Это был свитер. Если судить по размеру, детский. Если судить по узору «косичками», тоже настоящий винтаж и хенд-мейд. Этот свитер не кололся, «косички» казались шелковистыми на ощупь. Поднести бы его к лицу, прижаться щекой. Но Нина знала, чья эта шерсть, и запах псины, не настоящий, а прорвавшийся из снов, шибанул в ноздри.

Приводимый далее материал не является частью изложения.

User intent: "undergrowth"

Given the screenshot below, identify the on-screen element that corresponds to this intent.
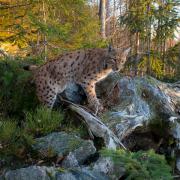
[101,149,173,180]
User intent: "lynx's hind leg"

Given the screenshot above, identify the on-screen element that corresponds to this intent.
[37,82,57,109]
[82,83,103,114]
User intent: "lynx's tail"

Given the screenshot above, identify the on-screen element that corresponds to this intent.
[23,65,38,71]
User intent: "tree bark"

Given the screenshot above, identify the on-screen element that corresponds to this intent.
[99,0,106,39]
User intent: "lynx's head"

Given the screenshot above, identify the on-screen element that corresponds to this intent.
[104,46,131,71]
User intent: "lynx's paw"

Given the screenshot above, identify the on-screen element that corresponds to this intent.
[92,101,104,115]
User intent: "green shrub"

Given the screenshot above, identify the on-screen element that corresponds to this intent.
[101,149,173,180]
[0,59,38,118]
[25,107,63,135]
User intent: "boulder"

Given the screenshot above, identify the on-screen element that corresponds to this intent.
[33,132,96,167]
[0,166,109,180]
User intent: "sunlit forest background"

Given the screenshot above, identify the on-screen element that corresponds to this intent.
[0,0,180,179]
[0,0,180,80]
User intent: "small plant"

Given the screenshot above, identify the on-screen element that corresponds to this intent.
[101,149,173,180]
[25,107,64,135]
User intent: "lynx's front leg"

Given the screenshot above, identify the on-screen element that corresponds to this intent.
[84,83,103,114]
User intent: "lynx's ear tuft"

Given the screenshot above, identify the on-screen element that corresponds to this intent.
[124,47,131,55]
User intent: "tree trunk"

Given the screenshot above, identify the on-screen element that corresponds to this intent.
[106,0,111,37]
[99,0,106,39]
[134,32,139,76]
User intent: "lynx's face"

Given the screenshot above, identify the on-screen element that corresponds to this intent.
[105,48,130,71]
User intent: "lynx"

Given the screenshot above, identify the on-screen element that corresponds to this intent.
[25,47,129,114]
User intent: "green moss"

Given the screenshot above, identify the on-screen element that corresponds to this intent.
[101,149,173,180]
[24,107,64,135]
[0,59,41,119]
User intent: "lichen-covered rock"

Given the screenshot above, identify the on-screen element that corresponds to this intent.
[97,74,180,145]
[56,168,109,180]
[0,166,55,180]
[0,166,109,180]
[33,132,96,167]
[93,157,126,180]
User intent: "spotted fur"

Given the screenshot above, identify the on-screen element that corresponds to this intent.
[27,48,129,113]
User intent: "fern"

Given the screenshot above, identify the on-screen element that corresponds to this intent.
[101,149,173,180]
[25,107,63,135]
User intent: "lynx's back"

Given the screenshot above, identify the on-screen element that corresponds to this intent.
[31,48,129,111]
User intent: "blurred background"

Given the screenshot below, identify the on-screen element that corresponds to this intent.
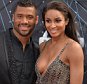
[0,0,87,84]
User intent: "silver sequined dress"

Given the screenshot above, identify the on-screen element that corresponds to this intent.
[35,44,70,84]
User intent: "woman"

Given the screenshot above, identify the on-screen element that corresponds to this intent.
[36,2,84,84]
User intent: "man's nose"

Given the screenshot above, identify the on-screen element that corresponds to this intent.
[22,17,28,23]
[51,22,56,28]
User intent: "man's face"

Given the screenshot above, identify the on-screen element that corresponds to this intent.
[12,6,38,37]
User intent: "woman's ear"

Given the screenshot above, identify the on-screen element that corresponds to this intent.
[12,14,14,22]
[66,19,69,25]
[36,15,39,24]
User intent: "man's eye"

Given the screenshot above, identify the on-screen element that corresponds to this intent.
[55,19,62,23]
[17,15,22,18]
[45,20,51,23]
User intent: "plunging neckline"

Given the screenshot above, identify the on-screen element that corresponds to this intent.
[35,56,69,77]
[35,42,71,77]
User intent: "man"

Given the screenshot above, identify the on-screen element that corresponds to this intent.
[0,0,39,84]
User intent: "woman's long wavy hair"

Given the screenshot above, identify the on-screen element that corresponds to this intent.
[42,1,79,43]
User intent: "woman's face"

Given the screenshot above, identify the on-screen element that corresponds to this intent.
[45,9,68,37]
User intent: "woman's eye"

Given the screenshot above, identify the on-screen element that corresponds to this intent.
[55,19,62,23]
[45,20,51,23]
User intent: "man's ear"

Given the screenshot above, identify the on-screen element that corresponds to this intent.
[66,19,69,25]
[36,15,39,24]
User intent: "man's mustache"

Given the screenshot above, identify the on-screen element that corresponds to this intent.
[18,24,31,27]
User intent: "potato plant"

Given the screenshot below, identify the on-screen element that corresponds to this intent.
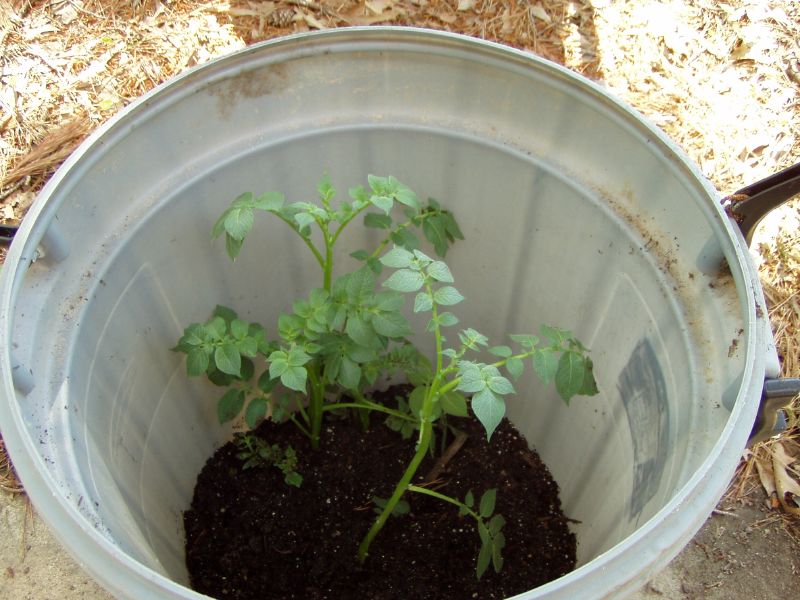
[170,175,597,578]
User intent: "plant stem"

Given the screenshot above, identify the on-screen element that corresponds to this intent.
[408,484,480,521]
[306,364,325,450]
[358,284,443,563]
[358,412,433,563]
[322,400,417,423]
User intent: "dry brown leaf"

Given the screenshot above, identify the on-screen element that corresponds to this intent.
[530,2,553,25]
[770,442,800,516]
[755,457,777,497]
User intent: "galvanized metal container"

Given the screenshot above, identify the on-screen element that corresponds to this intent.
[0,28,777,598]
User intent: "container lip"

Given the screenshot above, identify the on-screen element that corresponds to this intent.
[0,26,769,598]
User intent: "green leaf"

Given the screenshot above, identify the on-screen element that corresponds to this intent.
[433,285,464,306]
[427,260,453,283]
[253,192,283,212]
[533,348,558,383]
[478,489,497,519]
[506,358,525,381]
[364,213,392,229]
[267,350,289,379]
[206,365,231,387]
[383,269,425,292]
[489,346,513,358]
[414,292,433,313]
[225,207,253,241]
[225,234,244,260]
[286,346,311,367]
[282,365,307,393]
[439,210,464,242]
[344,315,375,346]
[244,396,267,429]
[294,212,316,230]
[186,347,210,377]
[214,342,242,377]
[375,292,405,312]
[217,390,244,424]
[257,370,278,394]
[283,471,303,487]
[369,194,394,215]
[239,357,255,381]
[380,246,414,269]
[438,312,458,327]
[458,327,489,349]
[367,174,389,194]
[472,388,506,440]
[456,360,486,394]
[439,391,469,417]
[487,376,514,396]
[394,180,420,210]
[556,350,586,404]
[236,337,258,358]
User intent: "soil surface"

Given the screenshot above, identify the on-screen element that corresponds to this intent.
[185,398,576,600]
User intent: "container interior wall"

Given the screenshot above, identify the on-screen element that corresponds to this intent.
[9,37,744,582]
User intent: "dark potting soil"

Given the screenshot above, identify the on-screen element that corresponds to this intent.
[184,392,576,600]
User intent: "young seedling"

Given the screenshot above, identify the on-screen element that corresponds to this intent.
[358,246,597,577]
[175,175,597,578]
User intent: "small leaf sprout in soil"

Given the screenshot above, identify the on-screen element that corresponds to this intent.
[174,175,597,578]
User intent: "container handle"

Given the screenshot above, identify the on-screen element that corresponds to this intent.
[722,163,800,245]
[747,377,800,446]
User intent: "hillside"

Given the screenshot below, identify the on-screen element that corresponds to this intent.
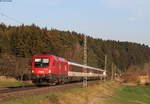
[0,24,150,77]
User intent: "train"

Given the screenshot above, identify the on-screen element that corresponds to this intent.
[32,54,106,85]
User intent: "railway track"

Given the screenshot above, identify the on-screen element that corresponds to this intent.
[0,85,38,94]
[0,81,100,102]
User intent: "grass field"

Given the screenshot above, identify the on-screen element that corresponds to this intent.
[0,81,117,104]
[0,78,24,87]
[107,86,150,104]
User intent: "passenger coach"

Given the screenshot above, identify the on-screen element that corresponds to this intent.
[32,55,106,84]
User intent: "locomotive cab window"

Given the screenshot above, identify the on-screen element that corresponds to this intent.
[34,58,49,68]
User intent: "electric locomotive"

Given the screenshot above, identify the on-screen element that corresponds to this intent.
[32,54,106,85]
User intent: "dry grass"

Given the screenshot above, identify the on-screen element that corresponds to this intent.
[0,76,17,82]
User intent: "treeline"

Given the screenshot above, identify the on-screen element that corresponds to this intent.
[0,24,150,77]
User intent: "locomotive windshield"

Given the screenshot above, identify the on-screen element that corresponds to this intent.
[34,58,49,68]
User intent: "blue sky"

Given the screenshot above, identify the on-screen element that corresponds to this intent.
[0,0,150,46]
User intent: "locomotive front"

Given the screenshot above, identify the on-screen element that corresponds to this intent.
[32,55,51,84]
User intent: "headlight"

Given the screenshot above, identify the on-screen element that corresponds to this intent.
[32,70,34,73]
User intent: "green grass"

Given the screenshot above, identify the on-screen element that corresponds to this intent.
[0,81,24,87]
[107,86,150,104]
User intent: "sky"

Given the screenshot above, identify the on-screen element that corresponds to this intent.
[0,0,150,46]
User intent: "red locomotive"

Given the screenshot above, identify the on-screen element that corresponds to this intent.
[32,55,106,85]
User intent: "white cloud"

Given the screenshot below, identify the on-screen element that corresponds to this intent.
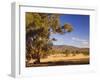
[72,37,89,48]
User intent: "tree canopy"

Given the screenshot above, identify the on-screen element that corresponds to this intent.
[25,12,73,62]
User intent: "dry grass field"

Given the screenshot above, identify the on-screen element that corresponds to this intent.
[26,53,89,67]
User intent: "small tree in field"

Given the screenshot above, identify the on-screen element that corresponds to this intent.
[25,12,72,63]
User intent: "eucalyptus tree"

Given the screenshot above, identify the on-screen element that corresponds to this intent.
[25,12,73,63]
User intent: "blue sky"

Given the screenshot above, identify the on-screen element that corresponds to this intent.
[50,14,89,48]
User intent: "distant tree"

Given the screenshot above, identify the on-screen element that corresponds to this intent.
[25,12,73,63]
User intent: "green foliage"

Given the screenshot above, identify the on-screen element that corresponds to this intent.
[25,12,73,62]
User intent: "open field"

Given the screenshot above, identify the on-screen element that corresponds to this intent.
[26,54,89,67]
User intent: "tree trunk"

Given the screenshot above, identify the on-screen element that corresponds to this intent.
[34,52,40,64]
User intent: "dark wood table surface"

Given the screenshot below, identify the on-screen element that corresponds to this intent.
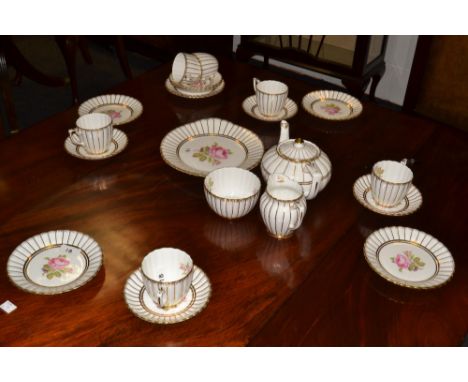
[0,57,468,346]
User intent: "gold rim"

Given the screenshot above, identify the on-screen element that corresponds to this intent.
[276,143,322,164]
[372,166,413,186]
[203,184,260,202]
[165,78,225,99]
[265,187,304,203]
[140,260,195,286]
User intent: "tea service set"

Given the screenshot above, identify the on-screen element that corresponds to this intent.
[7,53,455,324]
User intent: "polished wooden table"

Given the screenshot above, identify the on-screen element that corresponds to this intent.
[0,61,468,346]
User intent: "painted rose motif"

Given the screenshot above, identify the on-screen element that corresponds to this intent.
[106,110,122,119]
[192,142,232,166]
[42,255,73,280]
[179,263,191,275]
[390,251,426,272]
[322,103,341,115]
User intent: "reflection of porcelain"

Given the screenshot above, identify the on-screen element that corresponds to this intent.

– Спокойно… Не надо истерик. – У нее даже хватило силы воли, чтобы не отшвырнуть свитер, а аккуратно положить его на перила. Здесь, под солнечными лучами, он больше не казался серым, он отливал серебром, чистейшим, благороднейшим серебром. – Спокойно… Это всего лишь вязаный свитер, настоящий винтаж и хенд-мейд.
Следующими Нина достала из чемодана рукавицы. Одну пару взрослых и одну пару детских. Узор на них был другой, более тонкий, более изящный, с вкраплениями темной нити. Словно бы светлую шерсть вычесывали из подбрюшья, а темную со спины, от остроухой головы до самого кончика тонкого хвоста. Того самого хвоста, который так ловко и так безжалостно сшибал головки одуванчиков… Вот только кто бы решился вычесать этого зверя? Сначала вычесать, а потом свить из его шерсти пряжу и связать все эти вещи? Если кто-то и мог, то этот кто-то точно был не в своем уме…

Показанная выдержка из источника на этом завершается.